Lest you think I am exaggerating, here’s verbatim how Mann concludes the first section of her book, ending it with what she calls “the destruction of shamanic rule” in the three biggest Eastern North American tribes of the Lenape, Iroquois and Cherokee: (pp. 167f.):
… All three peoples continued on a brighter path, devising a new form of government that, basically, cast off hierarchical, male-dominated, hereditary priestly oppression in favor of a participatory form of civil government in which women played a large, powerful role, economics emphasized sharing, and religion was a matter of individual conscience. The Iroquois became justly famous for their brilliant Constitution, while the unsavory experience with the rigid rule of the Ani’-Kuta’nі apparently turned the Cherokee into liberal freethinkers, stimulating their trademark openness to new ways of seeing, being, and doing.
I suspect, therefore, that a much more encompassing political movement was afoot in the demise of Ohio valley mound culture than western scholars realize and that, if such collapses as that of the Cliff Dwellers of the desert southwest are figured into the mix, it seems to have been continent-wide.
Between the sixth and twelfth centuries, therefore, Native America shunned “spiritual terrorism,” banished superstition and turned away from war? I don’t think so. Usually, the drift of history goes from matriarchy to patriarchy, not the other way around.
More information
Three King-Sized Books on His-Story (blog post, Feb. 4, 2022)
Forgotten Cherokee Migrations (blog post, Feb. 23, 2022, discusses Grave Creek Mound)
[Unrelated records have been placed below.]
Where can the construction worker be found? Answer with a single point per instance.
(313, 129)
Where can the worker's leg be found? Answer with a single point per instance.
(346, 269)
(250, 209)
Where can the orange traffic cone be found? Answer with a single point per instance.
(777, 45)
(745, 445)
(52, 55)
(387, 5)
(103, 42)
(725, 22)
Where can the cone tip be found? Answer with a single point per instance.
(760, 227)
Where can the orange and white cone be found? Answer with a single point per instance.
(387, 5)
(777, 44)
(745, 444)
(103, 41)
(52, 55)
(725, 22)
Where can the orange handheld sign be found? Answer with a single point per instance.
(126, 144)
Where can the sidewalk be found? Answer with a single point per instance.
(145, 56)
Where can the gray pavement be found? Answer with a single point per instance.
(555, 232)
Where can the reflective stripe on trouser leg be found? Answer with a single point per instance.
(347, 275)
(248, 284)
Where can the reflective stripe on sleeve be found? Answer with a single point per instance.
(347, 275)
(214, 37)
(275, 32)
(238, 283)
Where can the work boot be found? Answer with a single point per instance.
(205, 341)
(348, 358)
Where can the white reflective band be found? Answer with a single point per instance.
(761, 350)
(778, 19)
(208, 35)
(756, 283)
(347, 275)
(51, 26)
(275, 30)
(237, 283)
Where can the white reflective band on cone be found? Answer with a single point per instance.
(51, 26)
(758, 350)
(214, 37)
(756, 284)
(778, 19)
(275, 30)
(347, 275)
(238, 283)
Ch. 5, “The Ancient Indian Nations,” in Donald N. Yates and Teresa A. Yates, Cherokee DNA Studies II: More Real People Who Proved the Geneticists Wrong, pp. 96-117 (Longmont: Panther’s Lodge Publishers, 2021). Write-up of Phase III of DNA Consultants’ Cherokee DNA Studies, presenting evidence that most pre-Columbian lineages in Eastern North America came across the Atlantic. Includes photographs, genealogies, raw data, index.
Donald Yates
21 October, 2022 at 3:50 pm
I left off reviewing this book after an accumulation of red flags and annoyances. In the meantime I came across a sort of take-down of Barbara Alice Mann on a blog called FakeIndians see https://ancestorstealing.blogspot.com/2017/09/barbara-alice-mann-university-of-toledo.html?sc=1666391309000. Normally, I’m a live and let live user and researcher, but I now feel Barbara Mann is really beyond the pale and others ought to be warned about the misinformation and lies she puts out. I won’t read another word. She does an enormous disservice to the reading public. I should have known since she was like two peas in a pod (as she might express it) with fake Cherokee Ward Churchill, who was fired for academic dishonesty from his tenured position here in Colorado and who wrote the foreword to her first book. To say that Barbara Mann is also a fake Indian is to put her case mildly. I read about half of another book by her, Spirits of Blood, Spirits of Breath, which rides the revelation that a “twinned cosmos” and sequence of numbers 2, 4, 8 “pervades every facet” of Indians’ lives (p. 242), I swear to God! Oops, I mean I swear to the Sky-Chief! What absolute quatsch!